Thank you for the response

Scores will change based on the composition of the test set.

Yes, perhaps this tutorial will better explain naive classifiers for you:

https://machinelearningmastery.com/how-to-develop-and-evaluate-naive-classifier-strategies-using-probability/

Thank you for sharing your knowledge Dr. Brownlee! If I understand your post correctly, the idea is to select a naive strategy that performs better than the other strategies on your metric of interest. This is the “no-skill” baseline that we can use to compare our models against. In your summary, it appears the best case scenarios were picked. Except for PR AUC, you say to predict a stratified random class, but this strategy performed a lot worse than all the others (0.015 vs 0.505). Was this a typo or is there a reason the lower performing strategy was recommended?

It is technically the correct method to use for that metric – the score matches the class ratio or close to it. The other metrics are maximizing precision or recall from memory.

Between your reply and going over the information in the PR AUC and F-Measure sections again, it makes more sense to me now. Thanks!

No problem.

I still feel lost after reading this tutorial.

1. Why are we looking at the graphs of the 5 options?

Is the goal to find which of the 5 provides the maximum metric value and use that as the baseline? (because higher performance is better?)

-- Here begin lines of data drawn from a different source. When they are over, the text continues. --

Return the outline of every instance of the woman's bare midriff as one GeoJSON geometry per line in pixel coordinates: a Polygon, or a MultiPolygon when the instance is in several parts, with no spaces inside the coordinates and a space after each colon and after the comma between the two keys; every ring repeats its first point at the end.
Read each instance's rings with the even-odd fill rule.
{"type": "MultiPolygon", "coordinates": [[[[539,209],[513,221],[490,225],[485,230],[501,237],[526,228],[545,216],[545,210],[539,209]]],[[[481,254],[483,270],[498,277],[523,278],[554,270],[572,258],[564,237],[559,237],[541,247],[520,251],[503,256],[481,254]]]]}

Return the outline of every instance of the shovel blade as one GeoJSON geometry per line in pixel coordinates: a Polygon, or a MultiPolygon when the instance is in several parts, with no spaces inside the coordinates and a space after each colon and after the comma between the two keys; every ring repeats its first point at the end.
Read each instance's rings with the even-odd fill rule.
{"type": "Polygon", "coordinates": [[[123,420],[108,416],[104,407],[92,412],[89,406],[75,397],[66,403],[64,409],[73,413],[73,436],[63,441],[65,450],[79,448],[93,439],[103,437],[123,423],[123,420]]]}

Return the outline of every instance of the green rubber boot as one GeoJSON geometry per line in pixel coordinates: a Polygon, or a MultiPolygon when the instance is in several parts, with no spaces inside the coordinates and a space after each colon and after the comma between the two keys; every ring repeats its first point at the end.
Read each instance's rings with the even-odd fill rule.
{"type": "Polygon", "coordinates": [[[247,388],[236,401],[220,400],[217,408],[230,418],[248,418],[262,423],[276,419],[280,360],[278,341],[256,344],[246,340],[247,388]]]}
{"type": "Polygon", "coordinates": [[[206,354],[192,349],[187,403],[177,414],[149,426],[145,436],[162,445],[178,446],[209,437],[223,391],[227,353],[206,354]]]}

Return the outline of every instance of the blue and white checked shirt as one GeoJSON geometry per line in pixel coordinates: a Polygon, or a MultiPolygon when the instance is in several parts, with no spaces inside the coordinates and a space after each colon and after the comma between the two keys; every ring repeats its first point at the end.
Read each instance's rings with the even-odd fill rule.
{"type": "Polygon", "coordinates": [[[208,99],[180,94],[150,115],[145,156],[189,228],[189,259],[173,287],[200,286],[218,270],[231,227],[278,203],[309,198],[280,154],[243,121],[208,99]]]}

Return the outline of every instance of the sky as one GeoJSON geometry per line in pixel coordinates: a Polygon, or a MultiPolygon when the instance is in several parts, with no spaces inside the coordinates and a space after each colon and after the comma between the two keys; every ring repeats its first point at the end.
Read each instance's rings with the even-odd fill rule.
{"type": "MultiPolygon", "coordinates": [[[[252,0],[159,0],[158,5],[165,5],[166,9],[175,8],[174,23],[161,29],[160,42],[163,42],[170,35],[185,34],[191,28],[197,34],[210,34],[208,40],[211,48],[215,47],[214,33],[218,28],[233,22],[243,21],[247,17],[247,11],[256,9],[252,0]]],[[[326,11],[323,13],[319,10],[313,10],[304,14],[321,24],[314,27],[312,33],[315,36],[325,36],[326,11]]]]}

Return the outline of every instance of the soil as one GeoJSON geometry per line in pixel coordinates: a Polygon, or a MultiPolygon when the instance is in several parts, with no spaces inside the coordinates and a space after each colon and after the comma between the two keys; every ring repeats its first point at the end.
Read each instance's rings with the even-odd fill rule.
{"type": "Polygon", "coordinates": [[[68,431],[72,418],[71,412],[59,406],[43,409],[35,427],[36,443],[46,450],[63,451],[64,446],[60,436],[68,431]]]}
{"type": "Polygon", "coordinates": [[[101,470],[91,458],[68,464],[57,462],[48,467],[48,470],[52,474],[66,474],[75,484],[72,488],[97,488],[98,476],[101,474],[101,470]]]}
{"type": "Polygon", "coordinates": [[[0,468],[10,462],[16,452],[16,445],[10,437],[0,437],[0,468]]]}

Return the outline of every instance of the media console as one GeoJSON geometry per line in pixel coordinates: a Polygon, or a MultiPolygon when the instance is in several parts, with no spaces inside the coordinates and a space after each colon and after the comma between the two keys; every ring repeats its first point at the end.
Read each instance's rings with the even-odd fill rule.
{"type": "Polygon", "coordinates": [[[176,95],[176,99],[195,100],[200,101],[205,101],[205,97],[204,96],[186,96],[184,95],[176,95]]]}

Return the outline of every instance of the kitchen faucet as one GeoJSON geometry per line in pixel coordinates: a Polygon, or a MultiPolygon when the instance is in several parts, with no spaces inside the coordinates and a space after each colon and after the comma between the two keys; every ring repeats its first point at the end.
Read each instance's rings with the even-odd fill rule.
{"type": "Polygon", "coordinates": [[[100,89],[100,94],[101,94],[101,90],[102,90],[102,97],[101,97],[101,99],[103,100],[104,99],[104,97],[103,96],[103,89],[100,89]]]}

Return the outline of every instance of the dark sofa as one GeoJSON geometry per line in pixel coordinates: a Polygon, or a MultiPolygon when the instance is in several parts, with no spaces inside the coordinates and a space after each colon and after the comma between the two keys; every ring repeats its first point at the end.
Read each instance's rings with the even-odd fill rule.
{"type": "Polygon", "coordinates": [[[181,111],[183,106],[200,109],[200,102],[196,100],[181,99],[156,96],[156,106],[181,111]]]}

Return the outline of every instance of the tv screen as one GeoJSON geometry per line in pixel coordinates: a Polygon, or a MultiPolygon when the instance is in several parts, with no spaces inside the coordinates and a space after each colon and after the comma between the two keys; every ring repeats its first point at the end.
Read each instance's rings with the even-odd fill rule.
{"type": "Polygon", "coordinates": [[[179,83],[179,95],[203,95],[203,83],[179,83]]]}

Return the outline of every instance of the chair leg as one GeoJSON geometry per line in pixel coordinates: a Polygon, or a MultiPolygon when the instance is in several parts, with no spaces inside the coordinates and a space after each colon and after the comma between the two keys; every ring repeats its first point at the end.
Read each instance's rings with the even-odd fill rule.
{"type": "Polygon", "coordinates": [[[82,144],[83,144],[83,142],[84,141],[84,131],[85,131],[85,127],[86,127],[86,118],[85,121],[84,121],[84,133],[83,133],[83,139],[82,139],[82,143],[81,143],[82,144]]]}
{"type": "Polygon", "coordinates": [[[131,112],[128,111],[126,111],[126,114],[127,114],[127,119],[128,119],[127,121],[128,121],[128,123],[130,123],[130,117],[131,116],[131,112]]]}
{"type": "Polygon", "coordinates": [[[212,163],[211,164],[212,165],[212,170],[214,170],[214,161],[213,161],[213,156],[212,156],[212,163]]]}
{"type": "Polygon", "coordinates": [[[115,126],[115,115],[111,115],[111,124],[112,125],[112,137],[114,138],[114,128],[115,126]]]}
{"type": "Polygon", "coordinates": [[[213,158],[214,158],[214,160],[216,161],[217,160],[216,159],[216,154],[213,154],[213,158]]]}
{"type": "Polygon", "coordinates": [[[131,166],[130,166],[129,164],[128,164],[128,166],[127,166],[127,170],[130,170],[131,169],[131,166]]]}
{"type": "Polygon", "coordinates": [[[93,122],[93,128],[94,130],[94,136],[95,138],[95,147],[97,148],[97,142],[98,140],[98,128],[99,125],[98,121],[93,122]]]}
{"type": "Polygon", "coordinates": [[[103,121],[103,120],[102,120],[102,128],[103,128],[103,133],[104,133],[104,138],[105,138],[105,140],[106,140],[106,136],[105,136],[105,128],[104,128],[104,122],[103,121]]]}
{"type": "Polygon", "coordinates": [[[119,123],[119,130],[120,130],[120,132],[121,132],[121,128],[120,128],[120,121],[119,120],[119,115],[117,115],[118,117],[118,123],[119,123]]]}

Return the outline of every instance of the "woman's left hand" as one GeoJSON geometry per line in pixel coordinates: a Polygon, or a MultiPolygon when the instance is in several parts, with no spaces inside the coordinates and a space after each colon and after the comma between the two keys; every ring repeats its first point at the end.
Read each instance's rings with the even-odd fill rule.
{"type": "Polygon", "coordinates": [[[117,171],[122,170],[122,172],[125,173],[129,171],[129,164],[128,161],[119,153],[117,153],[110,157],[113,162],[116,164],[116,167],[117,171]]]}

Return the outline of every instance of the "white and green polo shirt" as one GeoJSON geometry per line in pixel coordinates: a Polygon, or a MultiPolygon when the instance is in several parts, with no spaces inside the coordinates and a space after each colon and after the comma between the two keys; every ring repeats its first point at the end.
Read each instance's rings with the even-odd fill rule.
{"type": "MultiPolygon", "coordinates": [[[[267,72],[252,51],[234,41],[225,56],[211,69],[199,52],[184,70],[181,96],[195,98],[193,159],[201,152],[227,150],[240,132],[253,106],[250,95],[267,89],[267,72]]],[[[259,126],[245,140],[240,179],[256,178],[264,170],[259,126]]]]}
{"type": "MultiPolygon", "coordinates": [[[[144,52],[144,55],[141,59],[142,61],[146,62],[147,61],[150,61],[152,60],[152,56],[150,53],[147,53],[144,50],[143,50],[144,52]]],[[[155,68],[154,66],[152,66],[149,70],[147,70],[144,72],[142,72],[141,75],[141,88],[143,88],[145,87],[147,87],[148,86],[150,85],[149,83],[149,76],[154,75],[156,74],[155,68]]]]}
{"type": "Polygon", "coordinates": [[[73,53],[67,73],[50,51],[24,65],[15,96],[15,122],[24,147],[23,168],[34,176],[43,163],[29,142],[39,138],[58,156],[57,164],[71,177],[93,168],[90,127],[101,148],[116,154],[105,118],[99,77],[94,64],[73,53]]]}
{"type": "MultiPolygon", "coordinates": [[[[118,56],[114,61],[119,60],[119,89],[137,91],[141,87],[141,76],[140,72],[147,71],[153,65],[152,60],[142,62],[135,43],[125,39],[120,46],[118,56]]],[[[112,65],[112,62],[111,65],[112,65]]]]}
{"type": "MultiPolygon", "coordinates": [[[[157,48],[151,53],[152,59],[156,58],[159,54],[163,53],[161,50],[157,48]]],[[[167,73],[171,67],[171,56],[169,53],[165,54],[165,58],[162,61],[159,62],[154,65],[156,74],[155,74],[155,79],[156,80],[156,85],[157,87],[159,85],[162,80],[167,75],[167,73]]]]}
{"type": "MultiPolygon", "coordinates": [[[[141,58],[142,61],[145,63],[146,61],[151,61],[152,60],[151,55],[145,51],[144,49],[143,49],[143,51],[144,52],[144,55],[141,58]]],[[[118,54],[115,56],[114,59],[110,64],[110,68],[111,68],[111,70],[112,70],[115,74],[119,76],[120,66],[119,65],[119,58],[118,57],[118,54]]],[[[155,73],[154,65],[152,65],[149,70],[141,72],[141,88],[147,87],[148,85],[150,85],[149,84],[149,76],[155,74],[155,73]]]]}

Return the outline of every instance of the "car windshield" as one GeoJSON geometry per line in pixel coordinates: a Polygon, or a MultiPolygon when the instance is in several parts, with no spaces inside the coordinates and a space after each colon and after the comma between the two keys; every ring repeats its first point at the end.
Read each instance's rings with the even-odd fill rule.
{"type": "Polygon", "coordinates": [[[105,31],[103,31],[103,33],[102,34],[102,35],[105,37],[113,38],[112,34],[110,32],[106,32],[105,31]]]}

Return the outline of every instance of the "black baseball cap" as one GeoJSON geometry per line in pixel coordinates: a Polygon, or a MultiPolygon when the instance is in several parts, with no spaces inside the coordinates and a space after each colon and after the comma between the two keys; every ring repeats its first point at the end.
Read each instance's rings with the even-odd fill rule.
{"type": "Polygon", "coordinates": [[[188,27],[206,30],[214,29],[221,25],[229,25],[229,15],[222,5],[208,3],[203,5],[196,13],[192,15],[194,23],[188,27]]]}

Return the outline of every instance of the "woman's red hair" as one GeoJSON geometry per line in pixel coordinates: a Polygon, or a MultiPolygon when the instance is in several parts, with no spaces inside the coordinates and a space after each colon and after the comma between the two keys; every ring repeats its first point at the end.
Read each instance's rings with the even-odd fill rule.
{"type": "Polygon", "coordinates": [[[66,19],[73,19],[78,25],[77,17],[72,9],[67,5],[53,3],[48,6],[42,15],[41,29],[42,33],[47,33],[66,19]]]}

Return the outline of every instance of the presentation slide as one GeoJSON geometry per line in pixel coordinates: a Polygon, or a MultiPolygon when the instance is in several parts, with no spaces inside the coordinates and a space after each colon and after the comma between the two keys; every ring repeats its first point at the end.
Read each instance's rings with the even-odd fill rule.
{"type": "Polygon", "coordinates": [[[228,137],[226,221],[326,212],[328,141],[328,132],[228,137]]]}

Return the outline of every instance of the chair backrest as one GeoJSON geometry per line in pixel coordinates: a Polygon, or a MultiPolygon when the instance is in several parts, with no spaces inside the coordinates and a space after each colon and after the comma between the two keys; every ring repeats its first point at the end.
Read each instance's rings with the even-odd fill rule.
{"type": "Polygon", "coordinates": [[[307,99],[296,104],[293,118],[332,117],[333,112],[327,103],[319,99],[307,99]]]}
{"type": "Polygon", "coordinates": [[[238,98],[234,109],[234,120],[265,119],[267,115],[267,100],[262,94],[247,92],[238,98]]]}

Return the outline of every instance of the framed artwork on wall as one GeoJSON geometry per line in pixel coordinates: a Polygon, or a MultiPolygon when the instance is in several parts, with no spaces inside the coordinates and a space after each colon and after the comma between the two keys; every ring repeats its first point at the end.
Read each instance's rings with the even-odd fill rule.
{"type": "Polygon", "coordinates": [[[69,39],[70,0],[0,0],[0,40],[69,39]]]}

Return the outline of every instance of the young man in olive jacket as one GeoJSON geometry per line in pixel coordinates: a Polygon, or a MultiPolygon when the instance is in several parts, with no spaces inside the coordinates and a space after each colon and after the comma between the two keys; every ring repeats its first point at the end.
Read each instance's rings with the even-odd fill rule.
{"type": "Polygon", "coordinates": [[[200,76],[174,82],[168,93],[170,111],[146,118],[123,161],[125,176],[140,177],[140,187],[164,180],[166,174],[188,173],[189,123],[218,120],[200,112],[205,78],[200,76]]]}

This idea is consistent with what i see from the graphs of Accuracy (majority is highest there), G-mean (uniform is highest there), inconsistent in F-measure (uniform has same mean as minority but it has outliers that surpass minority, so why is minority chosen?), consistent in ROC AUC (highest stratified is chosen), but totally opposite in PR AUC (stratified chosen was the lowest strategy when i’m expecting to always choose the highest). What do we make of these phenomena then?

2. ROC AUC requires non-thresholded predicted probabilities. How does a DummyClassifier provide that? Doesn’t it only output 1 /0 only according to some rules and shouldn’t this mess up the ranking required to create a ROC?

3. This article discuss a single dataset of 1:99 ratio of positive:negative. How does this whole analysis change when the class ratio changes?

The graph is to confirm the numerical finding – so you can develop an intuition. Perhaps it’s not helpful in your case.

The default/naive classifier does not change based on the dataset, only based on the chosen metric.

Specific metric values will change based on the choice of data preparation, model, model configuration, etc.

> “Predicting a constant value, like the majority class or minority class will result in an invalid ROC Curve (e.g. a point)”

I have a few concerns. Under the suggested ‘stratified’ strategy for roc_auc and pr_auc metrics, dummy classifier will output discrete {0,1} class values, not continuous probability. And ‘prior’ leads to single, constant probability for ALL samples, leading to an invalid single-point curve.